Sunday, January 17, 2010

Praying

Looking back over this past week, I can't help but see how God's hand was in it. Perhaps you think, how could this be? Haiti has suffered a massive earthquake with death tolls that are staggering. But my father in law was spared. Gone for a mission trip, he was with a group of men when the earthquake hit. What are the odds that he was there the very week this event occurred? 

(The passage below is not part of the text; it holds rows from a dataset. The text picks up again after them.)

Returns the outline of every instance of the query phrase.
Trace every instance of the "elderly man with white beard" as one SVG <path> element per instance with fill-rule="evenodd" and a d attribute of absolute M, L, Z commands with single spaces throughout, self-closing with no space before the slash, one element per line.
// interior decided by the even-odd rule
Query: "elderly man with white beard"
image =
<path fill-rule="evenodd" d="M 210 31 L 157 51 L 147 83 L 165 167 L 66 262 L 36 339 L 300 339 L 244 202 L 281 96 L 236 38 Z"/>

There were some scary moments there for a while, when we had no contact with him, as I'm sure many people out there may still be experiencing. But we prayed for him and his group, at peace with the fact that God is in control.
God is in control.
How powerful is that phrase- that thought? I have to pause and repeat that to myself. I have certainly not been clinging to that lately. Doubt, worry,  and fear have crept up into my mind. Not being certain of the future can plague me at times, and it's so very true that I have not been resting on the knowledge that God is in control. I have to look back at my personal time with God. What have I invested into this quiet time? Not too much lately, for which I am shameful of. Is God not that important? My goal is refocused again, my goal to walk close with my God. How can I know Him and be comforted if I don't take time to talk and walk with Him? 
Back to my father in law- he is now back here in the states, home safe and sound. How grateful I am that the Lord protected him and his group all the way back to their homes. I know many are not as fortunate over in Haiti. So I will continue to pray for the Haitians. I will also continue to pray to my God. Oh to know Him more, to walk closer, this is my desire.